Quebec spent more than C$6.6 billion on financial support to mitigate the impact of the coronavirus and expects fiscal 2020-2021 revenue to decline by C$8.5 billion, a 9% drop in government’s own-source revenues, Finance Minister Eric Girard said on Friday.
The province has budgeted C$4 billion for mitigation of risks from a second wave of coronavirus outbreak in the fall, a number that has been included in the deficit forecast.
Quebec says it hopes to return to December 2019 production levels by the same month in 2021 and aims to return to fiscal balance within five years.
The province accounts for roughly a quarter of Canada’s population but has reported nearly 55% of the nation’s 100,200 coronavirus cases and almost two-thirds of its 8,300 deaths.
Quebec’s real GDP is projected to contract by 6.5% in calendar 2020, compared with the 2% growth expected in the March budget.

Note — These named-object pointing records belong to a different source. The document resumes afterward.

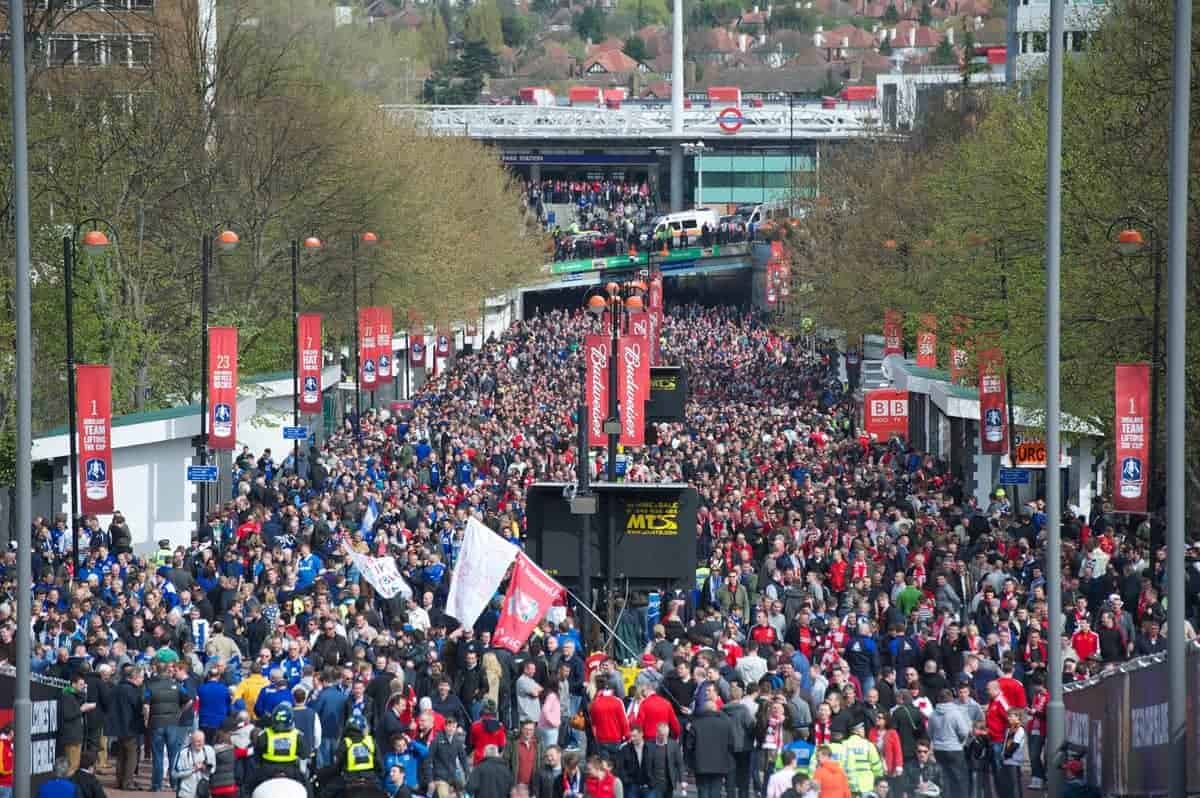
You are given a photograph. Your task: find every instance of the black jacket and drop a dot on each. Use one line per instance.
(490, 779)
(708, 745)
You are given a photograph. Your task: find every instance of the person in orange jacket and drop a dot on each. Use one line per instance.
(829, 775)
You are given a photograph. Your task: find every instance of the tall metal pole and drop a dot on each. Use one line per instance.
(295, 351)
(358, 365)
(72, 438)
(23, 709)
(1056, 708)
(1176, 401)
(202, 489)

Shelter-in-place directives halted 40% of economic activity in the province for eight weeks, Girard said.
But some 230,000 jobs were gained since the reopening of economic sectors like construction and mining in May, bringing the unemployment rate to 13.7%.
“Conditions should improve by the end of the year, but not all the jobs will come back,” Girard told reporters in Quebec City.
Coronavirus has weighed on Canada’s second most populous province, which had been using budget surpluses driven by a strong economy to pay down debt.
Quebec is also forecasting gross-debt-to-GDP ratio at 50.4% in March 2021, compared with 43.4% in 2020.